Britain spending money is something different, it's about the fiscal policy. It might help the country exit the liquidity trap, but it's not what the liquidity trap is fundamentally about.

kleinbl00  ·  3026 days ago  ·  link  ·  

See, you're trying to make it complex again. When people are talking about a country in a liquidity trap, they're talking about whether that country has freely flowing cash in its economy.

The US had a "liquidity trap" in 2009 for the simple reason that banks were gunshy about lending money. Cash for Clunkers was a way out of that liquidity trap that didn't involve monetary policy.

This is why people don't trust economists. There's a driving need to over-complicate things in order to obfuscate the levers of power.

Creativity  ·  3026 days ago  ·  link  ·  

    When people are talking about a country in a liquidity trap, they're talking about whether that country has freely flowing cash in its economy

Yes. But what's important is the implication : when you are in a liquidity trap, you can't use only monetary policy as a lever for growth.

On this graph (it represents the key interest rate from the FED, BCE, BoJ), you can see that the FED (in red) lowered it's interest rate after the crisis. They wanted banks to lend again and it worked. We are still in 2015 at a very low rate, and the US is currently in a liquidity trap and it has been the case for 5-6 years.

Janet Yellen (FMI's director) should announce today an increase of this key interest rate (how much the banks pays the FED to have money) : the US should step out of the liquidity trap today.

The US government used all sorts of policy to get the economy back up. Now that it seems stable, the FED is stopping the quantitative easing (a monetary policy which is not supposed to happen where you buy, among other things, private securities) and wants to increase the interest rate to be able to target the 2% inflation rate.

It's not hard to understand and I'm not trying to complicate things (but I could be clearer). But wanting to explain the whole thing in one sentence where you don't explain the difference between fiscal/monetary policy and how the key interest rate from the FED impacts the economy and could lead in what is called "liquidity trap" doesn't let you understand what a liquidity trap is and what it means for the economy.

kleinbl00  ·  3026 days ago  ·  link  ·  

If you can't explain it simply, you don't understand it well enough.

- Albert Einstein

-Look, I know that was a cheap shot.
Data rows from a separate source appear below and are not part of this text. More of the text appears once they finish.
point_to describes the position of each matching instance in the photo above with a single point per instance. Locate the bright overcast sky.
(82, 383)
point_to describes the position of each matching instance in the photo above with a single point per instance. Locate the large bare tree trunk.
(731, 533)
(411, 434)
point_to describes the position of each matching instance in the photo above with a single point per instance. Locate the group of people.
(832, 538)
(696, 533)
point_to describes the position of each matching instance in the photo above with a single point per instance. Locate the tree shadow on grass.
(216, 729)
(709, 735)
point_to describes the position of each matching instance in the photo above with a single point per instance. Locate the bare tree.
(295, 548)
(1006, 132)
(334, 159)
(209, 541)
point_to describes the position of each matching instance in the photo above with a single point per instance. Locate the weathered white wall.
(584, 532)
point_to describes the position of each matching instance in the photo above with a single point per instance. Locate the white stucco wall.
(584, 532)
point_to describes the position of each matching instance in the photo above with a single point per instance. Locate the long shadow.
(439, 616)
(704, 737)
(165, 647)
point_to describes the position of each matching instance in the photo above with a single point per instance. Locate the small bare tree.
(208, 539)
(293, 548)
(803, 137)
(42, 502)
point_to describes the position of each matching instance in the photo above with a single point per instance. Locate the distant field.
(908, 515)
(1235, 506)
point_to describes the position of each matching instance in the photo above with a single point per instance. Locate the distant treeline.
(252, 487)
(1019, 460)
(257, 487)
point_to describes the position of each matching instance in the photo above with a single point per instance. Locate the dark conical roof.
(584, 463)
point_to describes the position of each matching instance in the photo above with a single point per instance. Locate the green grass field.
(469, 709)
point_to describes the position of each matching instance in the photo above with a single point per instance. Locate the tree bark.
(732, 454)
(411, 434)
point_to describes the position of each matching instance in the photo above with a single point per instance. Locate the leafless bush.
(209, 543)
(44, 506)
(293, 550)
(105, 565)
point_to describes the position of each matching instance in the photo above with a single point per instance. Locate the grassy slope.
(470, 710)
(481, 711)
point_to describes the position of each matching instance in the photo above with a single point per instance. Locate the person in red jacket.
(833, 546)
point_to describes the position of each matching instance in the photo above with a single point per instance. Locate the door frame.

And I know that you're attempting to explain my misconception, not yours. But the fact remains: I explained a liquidity trap as "the country lacks cash flow" and you threw a graph and Janet Yellen at it. It doesn't change the fact that to the average man on the street, a liquidity trap is a lack of cash flow.

Most people don't know that the Fed isn't the government. Let's be real, though - they don't have to know that. In fact, it complicates things: try to explain how Bush's tax rebates weren't monetary policy without invoking The Beast from Jeckyll Island. Taxpayers got money as the result of a policy from the government. et voila. "Monetary policy."

And really, it's turtles all the way down with this shit. Economics is a profession where you're derisively labeled a "quant" if you understand differential equations, where Piketty bent over backwards to apologize for using algebra in a populist book. I worked for a company that worshipped EBITDA but of 8 VPs polled, 6 couldn't tell me what the fuck it was or why we used that metric instead of something, you know, defensible. Obfuscation is a fundamental tenet of economics, and the only reason it doesn't piss more people off is that economists are largely successful at it.

A liquidity trap is where the country doesn't have enough free cash flow for a gazillion different reasons that economists will attempt to explain using graphs full of acronyms, units you've never heard of and calendars that don't match the one on your desk. They do this so that you aren't tempted to ask them for an answer they can't give you.